I spoke about something called the Rule of 10 to illustrate the point that real success takes a true commitment to the task at hand. The Rule of 10 says that it takes about 10 years of doing something to become top-level. And often that ten-year rule is a minimum. For some fields, it can take 20 or 30 years. When we look at it that way, we realize greatness isn’t as much about talent as it is about time. And most folks don’t want to invest the time.

Michael Phelps didn’t win eight gold medals in the 2008 Olympics because he was a born swimmer. He won because he put in the time, hour after hour, day after day, swimming the same drills over and over again. He started swimming at age 7. At age 23, he was labeled the greatest Olympian.

Tiger Woods started playing around with golf clubs before he was 2. Sixteen years later, he became the youngest person to win the amateur champioinship.

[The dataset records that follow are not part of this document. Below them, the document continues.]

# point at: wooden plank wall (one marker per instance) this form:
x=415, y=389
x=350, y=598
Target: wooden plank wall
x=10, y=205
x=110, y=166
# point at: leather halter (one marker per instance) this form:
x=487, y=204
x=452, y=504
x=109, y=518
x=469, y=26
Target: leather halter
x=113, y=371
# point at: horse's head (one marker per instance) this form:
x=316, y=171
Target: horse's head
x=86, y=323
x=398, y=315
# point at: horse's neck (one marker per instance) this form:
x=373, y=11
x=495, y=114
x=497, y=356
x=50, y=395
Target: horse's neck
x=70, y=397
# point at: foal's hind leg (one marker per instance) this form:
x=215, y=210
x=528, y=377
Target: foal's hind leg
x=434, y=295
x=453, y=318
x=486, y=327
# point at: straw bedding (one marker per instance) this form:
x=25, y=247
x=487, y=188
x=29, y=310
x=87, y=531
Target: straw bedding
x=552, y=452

Again, he didn’t become top-class because he was born knowing how to play golf. He became top-class because he put the time into it.

You don’t have to be the most talented to be great. You just have to be the one most willing to put in the time. Consider Jerry Rice, who was turned down by more than a dozen football teams, but because he kept working and putting in the time, he is now considered one of the best wide receivers ever to have played the game.

You may know some pretty talented people who never really lived up to their true potential. A big reason may be because they weren’t willing to put in the time to go from good to great.

Look at any of your favorite athletes, musicians, businessmen or others you admire. Chances are, you’ll see it wasn’t just talent that got them where they are. It was time.

So you’ve got to wrap your mind around your success. If you want to perform at a truly high level, you’ve got to be willing to stick to it.

Success isn’t just about talent. It’s about time. Can you do the time?